- Born: 1779 London
- Died: 29 October 1849 (aged 69–70) London
- Occupation: Architect

= William Fuller Pocock =

English architect

William Fuller Pocock (1779 – 29 October 1849) was an English architect.

==Biography==
Pocock was the son of a builder. He was born in 1779 in the city of London. He was apprenticed to his father, and then entered the office of C. Beazley. His first essays in art were landscape-paintings; but at the age of twenty he had begun to work as an architect. From 1799 to 1827 he exhibited designs of minor works at the Royal Academy, the most ambitious of which was a ‘Design for a Temple of Fame.’ In 1820–2 he designed the hall of the Leathersellers' Company in St. Helen's Place, and in 1827 the priory at Hornsey. The headquarters of the London militia, Bunhill Row, were designed by him; the Wesleyan Centenary Hall in Bishopsgate Street Within (1840); Christ Church, Virginia Water; and a great number of smaller works.
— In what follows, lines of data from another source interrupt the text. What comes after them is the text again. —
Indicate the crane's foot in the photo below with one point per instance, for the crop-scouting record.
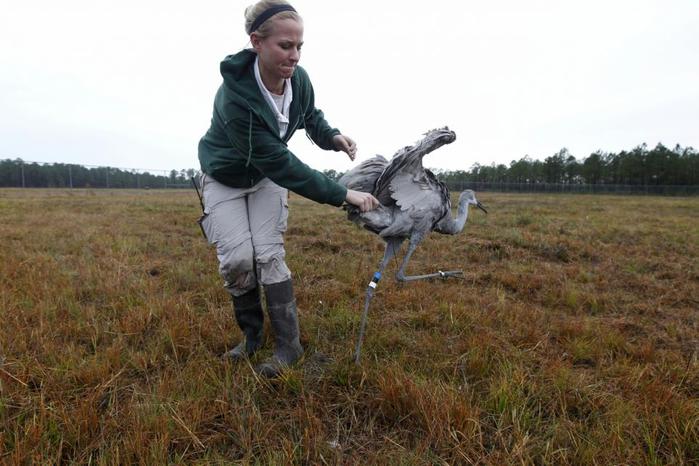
(443, 275)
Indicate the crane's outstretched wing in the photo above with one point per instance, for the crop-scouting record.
(405, 181)
(363, 177)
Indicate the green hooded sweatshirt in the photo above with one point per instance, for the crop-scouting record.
(243, 145)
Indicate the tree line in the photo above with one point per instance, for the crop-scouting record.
(637, 167)
(640, 166)
(18, 173)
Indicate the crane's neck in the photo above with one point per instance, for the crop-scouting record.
(453, 225)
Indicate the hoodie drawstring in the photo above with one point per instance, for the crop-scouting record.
(249, 139)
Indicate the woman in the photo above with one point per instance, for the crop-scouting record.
(247, 168)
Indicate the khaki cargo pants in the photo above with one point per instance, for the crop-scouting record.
(247, 226)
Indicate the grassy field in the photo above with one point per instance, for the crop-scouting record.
(572, 339)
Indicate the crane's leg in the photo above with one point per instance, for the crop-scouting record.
(400, 275)
(392, 247)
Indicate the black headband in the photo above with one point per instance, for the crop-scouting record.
(268, 13)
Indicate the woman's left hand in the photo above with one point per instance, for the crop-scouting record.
(345, 144)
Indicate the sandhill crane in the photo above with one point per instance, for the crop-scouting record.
(413, 201)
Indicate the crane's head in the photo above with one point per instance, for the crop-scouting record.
(436, 138)
(469, 197)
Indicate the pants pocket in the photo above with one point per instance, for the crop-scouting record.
(207, 228)
(283, 214)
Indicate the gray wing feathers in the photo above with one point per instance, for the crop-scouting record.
(406, 162)
(410, 190)
(363, 177)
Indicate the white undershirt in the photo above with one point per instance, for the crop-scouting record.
(278, 103)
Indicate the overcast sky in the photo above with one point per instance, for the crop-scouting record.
(131, 83)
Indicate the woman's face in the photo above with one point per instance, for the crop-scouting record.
(281, 50)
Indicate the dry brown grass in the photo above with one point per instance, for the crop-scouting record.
(572, 339)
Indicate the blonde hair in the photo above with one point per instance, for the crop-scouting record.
(265, 29)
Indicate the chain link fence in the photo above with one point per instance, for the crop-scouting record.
(23, 174)
(660, 190)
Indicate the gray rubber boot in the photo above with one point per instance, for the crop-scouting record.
(283, 316)
(248, 313)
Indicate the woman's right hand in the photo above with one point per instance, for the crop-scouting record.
(365, 201)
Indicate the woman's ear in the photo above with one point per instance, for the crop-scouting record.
(256, 41)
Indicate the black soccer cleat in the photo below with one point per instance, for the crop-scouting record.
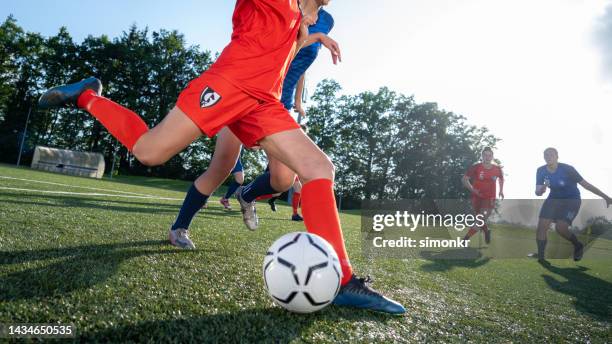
(68, 94)
(356, 293)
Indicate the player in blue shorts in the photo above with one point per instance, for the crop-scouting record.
(563, 202)
(228, 146)
(238, 173)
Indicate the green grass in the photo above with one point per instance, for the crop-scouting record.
(103, 264)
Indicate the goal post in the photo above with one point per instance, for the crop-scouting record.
(83, 164)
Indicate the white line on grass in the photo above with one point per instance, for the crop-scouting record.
(75, 186)
(91, 194)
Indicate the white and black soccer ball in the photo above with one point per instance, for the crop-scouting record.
(302, 272)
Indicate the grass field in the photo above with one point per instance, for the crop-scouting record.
(94, 253)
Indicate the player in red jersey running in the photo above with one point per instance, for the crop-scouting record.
(241, 91)
(481, 180)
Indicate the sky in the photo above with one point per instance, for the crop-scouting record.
(535, 73)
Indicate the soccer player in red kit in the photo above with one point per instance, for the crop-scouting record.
(481, 179)
(241, 91)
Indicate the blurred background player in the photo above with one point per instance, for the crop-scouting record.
(241, 91)
(481, 179)
(563, 201)
(292, 97)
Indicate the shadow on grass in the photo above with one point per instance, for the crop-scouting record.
(269, 325)
(103, 204)
(593, 296)
(453, 258)
(71, 268)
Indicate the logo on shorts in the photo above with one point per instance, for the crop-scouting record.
(209, 97)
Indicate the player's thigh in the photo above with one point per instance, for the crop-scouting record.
(227, 151)
(239, 177)
(297, 185)
(295, 150)
(175, 132)
(281, 176)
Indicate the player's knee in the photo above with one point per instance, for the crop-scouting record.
(320, 168)
(147, 157)
(281, 183)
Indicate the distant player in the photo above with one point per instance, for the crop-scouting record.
(238, 173)
(563, 201)
(481, 180)
(241, 92)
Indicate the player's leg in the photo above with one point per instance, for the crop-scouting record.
(477, 208)
(485, 212)
(541, 235)
(150, 147)
(295, 200)
(226, 153)
(266, 184)
(295, 150)
(237, 182)
(568, 209)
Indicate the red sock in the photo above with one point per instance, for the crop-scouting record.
(321, 218)
(295, 202)
(471, 232)
(122, 123)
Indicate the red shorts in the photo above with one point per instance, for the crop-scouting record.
(212, 103)
(482, 203)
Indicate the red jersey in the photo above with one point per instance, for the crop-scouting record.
(263, 44)
(484, 179)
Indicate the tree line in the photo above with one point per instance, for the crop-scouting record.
(384, 144)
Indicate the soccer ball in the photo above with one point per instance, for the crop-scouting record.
(302, 272)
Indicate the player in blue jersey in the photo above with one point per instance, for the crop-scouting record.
(228, 146)
(354, 291)
(293, 85)
(238, 173)
(563, 202)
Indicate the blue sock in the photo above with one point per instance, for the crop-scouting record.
(231, 189)
(259, 187)
(194, 201)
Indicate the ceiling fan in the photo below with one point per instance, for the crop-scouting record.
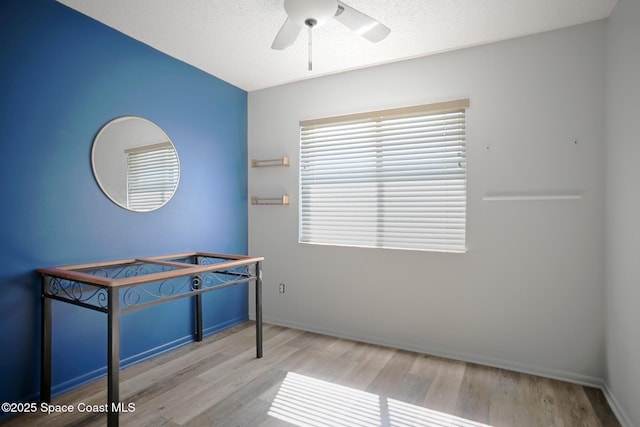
(313, 13)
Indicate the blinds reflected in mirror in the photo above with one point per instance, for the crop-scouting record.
(152, 175)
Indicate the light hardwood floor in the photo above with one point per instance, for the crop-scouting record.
(316, 380)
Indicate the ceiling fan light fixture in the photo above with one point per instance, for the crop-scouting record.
(299, 11)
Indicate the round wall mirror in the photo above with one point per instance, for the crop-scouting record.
(135, 164)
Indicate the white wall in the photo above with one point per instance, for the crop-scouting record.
(528, 294)
(623, 201)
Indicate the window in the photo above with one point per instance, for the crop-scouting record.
(152, 175)
(385, 179)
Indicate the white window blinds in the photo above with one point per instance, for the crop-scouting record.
(152, 176)
(386, 179)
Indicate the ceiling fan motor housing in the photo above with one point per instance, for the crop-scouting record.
(301, 11)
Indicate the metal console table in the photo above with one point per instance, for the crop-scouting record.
(118, 287)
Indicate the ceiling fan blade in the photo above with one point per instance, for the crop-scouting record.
(362, 24)
(286, 36)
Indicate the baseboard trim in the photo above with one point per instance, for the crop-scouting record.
(463, 357)
(620, 413)
(63, 387)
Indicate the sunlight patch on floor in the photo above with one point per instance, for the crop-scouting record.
(306, 401)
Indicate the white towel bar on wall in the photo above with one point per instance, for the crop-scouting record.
(531, 196)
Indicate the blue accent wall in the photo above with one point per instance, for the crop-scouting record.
(62, 77)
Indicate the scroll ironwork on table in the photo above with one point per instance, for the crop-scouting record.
(120, 286)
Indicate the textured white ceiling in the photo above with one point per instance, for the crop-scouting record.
(232, 39)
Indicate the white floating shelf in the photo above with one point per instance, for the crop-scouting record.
(282, 161)
(282, 200)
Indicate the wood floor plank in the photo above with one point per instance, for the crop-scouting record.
(322, 380)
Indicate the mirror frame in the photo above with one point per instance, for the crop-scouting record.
(98, 149)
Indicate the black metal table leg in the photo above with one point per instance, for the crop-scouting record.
(198, 302)
(113, 358)
(45, 342)
(258, 310)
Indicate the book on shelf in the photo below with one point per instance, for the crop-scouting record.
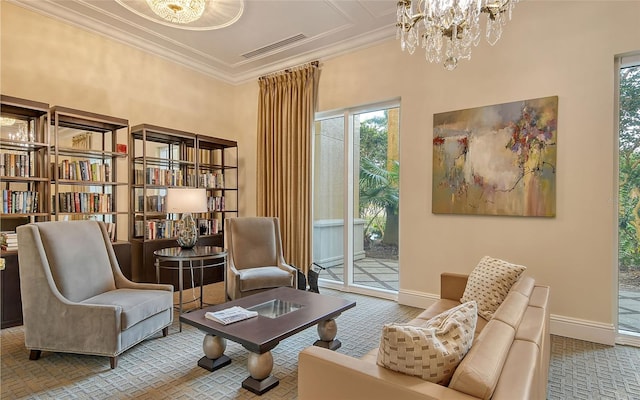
(9, 241)
(230, 315)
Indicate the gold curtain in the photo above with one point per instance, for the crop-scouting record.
(286, 107)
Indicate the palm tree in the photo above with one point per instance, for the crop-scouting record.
(379, 199)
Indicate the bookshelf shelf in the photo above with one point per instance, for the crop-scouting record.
(24, 146)
(87, 173)
(163, 158)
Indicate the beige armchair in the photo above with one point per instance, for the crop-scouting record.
(75, 299)
(255, 261)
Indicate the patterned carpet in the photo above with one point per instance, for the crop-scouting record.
(165, 368)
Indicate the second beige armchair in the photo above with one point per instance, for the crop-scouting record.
(255, 258)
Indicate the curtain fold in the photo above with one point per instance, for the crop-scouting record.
(286, 107)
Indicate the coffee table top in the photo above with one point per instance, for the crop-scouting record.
(261, 334)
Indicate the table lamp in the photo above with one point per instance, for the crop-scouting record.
(187, 201)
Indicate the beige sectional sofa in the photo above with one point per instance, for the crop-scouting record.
(509, 358)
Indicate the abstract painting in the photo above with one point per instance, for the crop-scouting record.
(496, 160)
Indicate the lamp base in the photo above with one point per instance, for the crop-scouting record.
(188, 232)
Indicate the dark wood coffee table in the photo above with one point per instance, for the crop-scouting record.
(262, 333)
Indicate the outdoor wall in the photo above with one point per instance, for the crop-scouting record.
(549, 48)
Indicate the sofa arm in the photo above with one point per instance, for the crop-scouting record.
(452, 285)
(325, 374)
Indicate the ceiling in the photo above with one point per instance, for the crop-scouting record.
(269, 36)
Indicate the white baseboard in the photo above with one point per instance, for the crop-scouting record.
(560, 325)
(590, 331)
(416, 299)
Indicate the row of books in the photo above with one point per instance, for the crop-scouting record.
(168, 228)
(15, 165)
(84, 170)
(156, 229)
(111, 230)
(157, 203)
(208, 226)
(211, 180)
(9, 241)
(19, 201)
(164, 177)
(74, 202)
(215, 203)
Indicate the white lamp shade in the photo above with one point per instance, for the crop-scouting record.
(183, 200)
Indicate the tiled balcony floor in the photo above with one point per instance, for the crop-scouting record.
(373, 272)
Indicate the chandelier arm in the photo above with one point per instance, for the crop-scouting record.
(457, 24)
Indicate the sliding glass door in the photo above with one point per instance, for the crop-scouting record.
(629, 199)
(356, 198)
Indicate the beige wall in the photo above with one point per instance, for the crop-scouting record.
(550, 48)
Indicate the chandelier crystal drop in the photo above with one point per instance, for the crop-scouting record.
(178, 11)
(448, 29)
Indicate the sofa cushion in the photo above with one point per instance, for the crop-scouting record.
(489, 283)
(479, 372)
(431, 351)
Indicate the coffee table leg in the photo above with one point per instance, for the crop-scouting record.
(214, 358)
(327, 331)
(261, 380)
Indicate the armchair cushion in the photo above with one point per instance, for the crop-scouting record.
(73, 255)
(137, 305)
(255, 257)
(75, 298)
(263, 277)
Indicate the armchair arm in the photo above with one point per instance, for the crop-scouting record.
(293, 271)
(127, 284)
(452, 285)
(232, 280)
(59, 324)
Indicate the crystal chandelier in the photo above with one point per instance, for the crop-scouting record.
(447, 29)
(178, 11)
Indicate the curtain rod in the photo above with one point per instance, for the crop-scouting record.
(288, 70)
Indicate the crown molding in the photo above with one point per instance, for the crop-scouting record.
(49, 8)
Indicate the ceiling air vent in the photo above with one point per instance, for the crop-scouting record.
(274, 46)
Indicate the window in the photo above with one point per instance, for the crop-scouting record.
(356, 198)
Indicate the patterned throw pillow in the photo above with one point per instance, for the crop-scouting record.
(489, 283)
(432, 351)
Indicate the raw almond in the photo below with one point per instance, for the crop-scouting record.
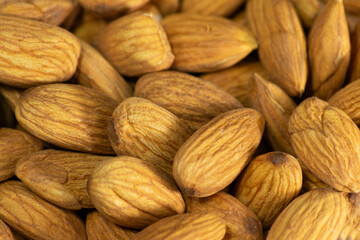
(34, 53)
(133, 193)
(70, 116)
(216, 153)
(327, 141)
(194, 101)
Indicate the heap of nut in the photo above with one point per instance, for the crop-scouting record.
(179, 119)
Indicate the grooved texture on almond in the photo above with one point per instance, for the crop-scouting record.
(95, 72)
(35, 217)
(269, 184)
(206, 43)
(14, 145)
(34, 53)
(216, 153)
(282, 43)
(60, 177)
(194, 101)
(142, 129)
(186, 226)
(318, 214)
(133, 193)
(135, 44)
(69, 116)
(329, 50)
(327, 141)
(240, 221)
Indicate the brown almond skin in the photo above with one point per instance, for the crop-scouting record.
(114, 41)
(49, 53)
(99, 228)
(69, 116)
(186, 226)
(35, 217)
(14, 145)
(120, 190)
(142, 129)
(268, 184)
(282, 43)
(206, 43)
(299, 221)
(95, 72)
(277, 107)
(329, 50)
(194, 101)
(327, 141)
(241, 222)
(216, 153)
(59, 177)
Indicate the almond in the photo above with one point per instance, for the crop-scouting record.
(327, 141)
(206, 43)
(69, 116)
(133, 193)
(34, 53)
(35, 217)
(194, 101)
(216, 153)
(282, 43)
(186, 226)
(131, 49)
(140, 128)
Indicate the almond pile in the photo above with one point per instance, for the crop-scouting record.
(179, 119)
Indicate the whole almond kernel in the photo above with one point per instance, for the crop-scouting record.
(240, 221)
(142, 129)
(34, 53)
(99, 228)
(282, 43)
(194, 101)
(135, 44)
(70, 116)
(95, 72)
(206, 43)
(187, 226)
(269, 183)
(59, 177)
(318, 214)
(14, 145)
(216, 153)
(35, 217)
(327, 141)
(133, 193)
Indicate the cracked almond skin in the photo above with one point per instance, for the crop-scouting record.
(14, 145)
(135, 44)
(206, 43)
(240, 221)
(69, 116)
(95, 72)
(268, 184)
(216, 153)
(99, 228)
(59, 177)
(191, 99)
(327, 141)
(282, 43)
(329, 50)
(36, 218)
(142, 129)
(187, 226)
(316, 215)
(276, 107)
(134, 193)
(34, 53)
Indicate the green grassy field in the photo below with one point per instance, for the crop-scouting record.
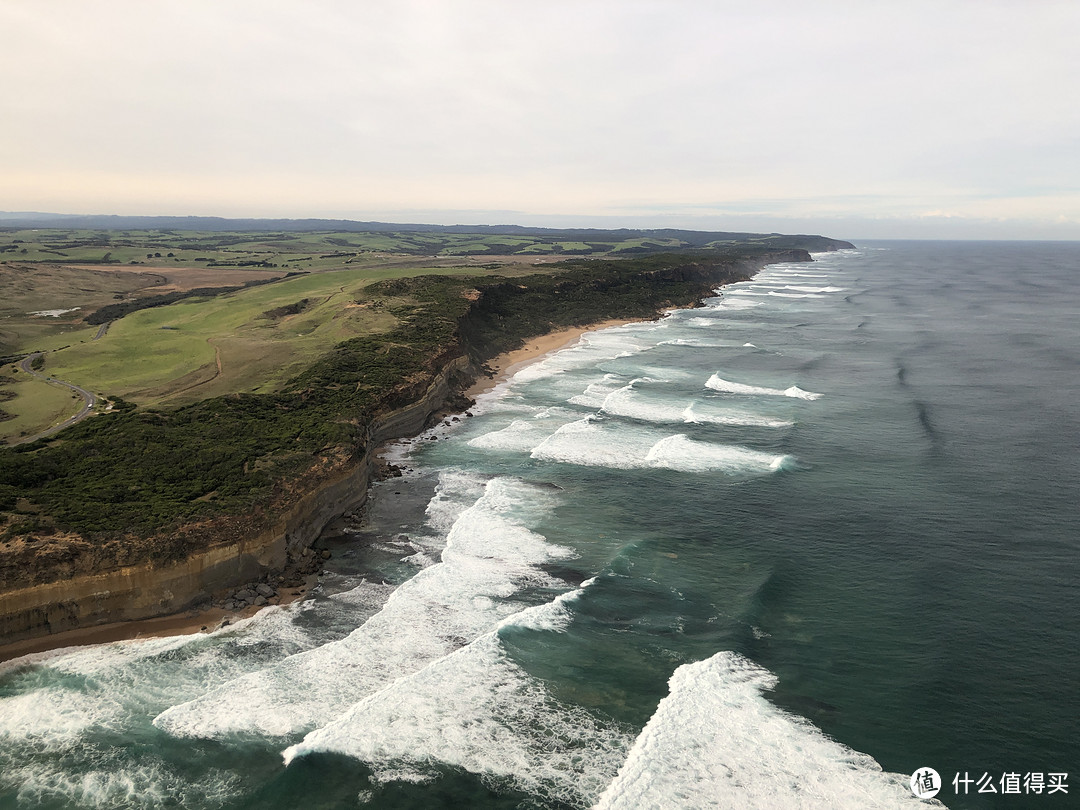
(36, 405)
(253, 339)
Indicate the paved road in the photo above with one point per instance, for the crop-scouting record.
(89, 401)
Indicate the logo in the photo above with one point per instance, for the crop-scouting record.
(926, 783)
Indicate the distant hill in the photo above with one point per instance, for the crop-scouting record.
(112, 221)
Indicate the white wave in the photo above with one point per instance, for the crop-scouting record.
(625, 402)
(703, 414)
(680, 453)
(147, 784)
(718, 383)
(593, 348)
(478, 711)
(455, 493)
(629, 403)
(588, 443)
(593, 396)
(516, 436)
(715, 742)
(489, 555)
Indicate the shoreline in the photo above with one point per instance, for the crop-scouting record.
(505, 365)
(501, 367)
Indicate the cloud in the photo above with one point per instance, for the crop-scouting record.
(589, 107)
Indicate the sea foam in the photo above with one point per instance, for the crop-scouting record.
(592, 443)
(489, 555)
(716, 742)
(718, 383)
(480, 711)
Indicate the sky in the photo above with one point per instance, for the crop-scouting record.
(854, 119)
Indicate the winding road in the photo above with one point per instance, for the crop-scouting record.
(89, 400)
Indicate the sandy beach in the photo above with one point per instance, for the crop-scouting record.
(502, 368)
(536, 349)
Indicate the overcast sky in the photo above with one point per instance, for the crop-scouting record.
(867, 118)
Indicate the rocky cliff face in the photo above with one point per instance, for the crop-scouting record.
(145, 591)
(232, 553)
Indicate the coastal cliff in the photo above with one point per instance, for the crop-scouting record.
(210, 557)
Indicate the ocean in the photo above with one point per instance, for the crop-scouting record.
(781, 551)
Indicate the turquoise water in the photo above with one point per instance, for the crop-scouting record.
(775, 552)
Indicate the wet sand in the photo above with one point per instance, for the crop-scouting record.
(508, 364)
(176, 624)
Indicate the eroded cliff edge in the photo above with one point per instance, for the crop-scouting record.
(208, 556)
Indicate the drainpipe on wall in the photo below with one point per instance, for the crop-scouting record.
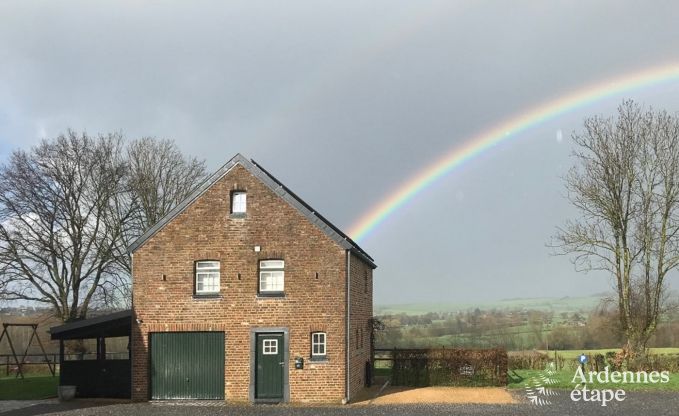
(348, 329)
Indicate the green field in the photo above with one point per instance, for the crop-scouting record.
(519, 379)
(30, 388)
(574, 354)
(557, 305)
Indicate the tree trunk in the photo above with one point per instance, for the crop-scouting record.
(636, 351)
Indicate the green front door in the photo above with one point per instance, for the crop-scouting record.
(187, 365)
(270, 366)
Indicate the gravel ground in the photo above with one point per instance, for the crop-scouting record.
(636, 403)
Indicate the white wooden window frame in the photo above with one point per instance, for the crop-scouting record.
(271, 276)
(239, 202)
(318, 344)
(207, 277)
(270, 347)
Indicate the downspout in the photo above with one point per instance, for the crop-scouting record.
(348, 329)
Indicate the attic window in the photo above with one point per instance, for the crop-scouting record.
(271, 277)
(238, 202)
(207, 277)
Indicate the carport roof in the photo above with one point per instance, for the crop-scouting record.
(118, 324)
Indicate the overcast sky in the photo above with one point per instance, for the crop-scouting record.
(343, 101)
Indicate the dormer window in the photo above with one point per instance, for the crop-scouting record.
(238, 202)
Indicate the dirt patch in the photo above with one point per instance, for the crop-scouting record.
(403, 395)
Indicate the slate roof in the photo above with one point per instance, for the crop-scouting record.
(278, 188)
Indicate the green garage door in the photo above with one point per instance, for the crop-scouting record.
(187, 365)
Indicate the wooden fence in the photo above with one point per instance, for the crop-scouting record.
(442, 366)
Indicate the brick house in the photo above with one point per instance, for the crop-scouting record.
(244, 293)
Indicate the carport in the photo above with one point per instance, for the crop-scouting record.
(100, 377)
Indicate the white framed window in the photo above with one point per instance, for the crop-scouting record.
(270, 347)
(318, 344)
(207, 277)
(271, 276)
(238, 202)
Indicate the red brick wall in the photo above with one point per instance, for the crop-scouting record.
(361, 311)
(206, 231)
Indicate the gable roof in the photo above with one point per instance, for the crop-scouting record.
(277, 187)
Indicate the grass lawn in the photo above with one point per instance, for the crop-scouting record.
(518, 379)
(30, 388)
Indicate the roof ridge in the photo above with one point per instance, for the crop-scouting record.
(276, 186)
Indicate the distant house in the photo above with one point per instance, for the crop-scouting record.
(244, 292)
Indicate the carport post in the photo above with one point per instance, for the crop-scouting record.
(61, 358)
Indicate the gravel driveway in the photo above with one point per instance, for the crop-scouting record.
(637, 403)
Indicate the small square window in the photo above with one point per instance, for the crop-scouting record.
(270, 347)
(207, 277)
(271, 276)
(238, 202)
(318, 345)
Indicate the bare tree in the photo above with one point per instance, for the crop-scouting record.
(55, 247)
(625, 185)
(158, 177)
Pocock died on 29 October 1849 in Trevor Terrace, Knightsbridge, London.

He published:

- ‘Architectural Designs for Rustic Cottages,’ London, 1807, 4to; of which new editions were published in 1819 and 1823.
- ‘Modern Finishings for Rooms,’ London, 1811, 4to; also republished in 1823.
- ‘Designs for Churches and Chapels,’ London, 1819, 4to.
- ‘Observations on Bond of Brickwork’ (1839), written for the Institute of British Architects, of which society he was an early member.

His son William Willmer Pocock was also an architect.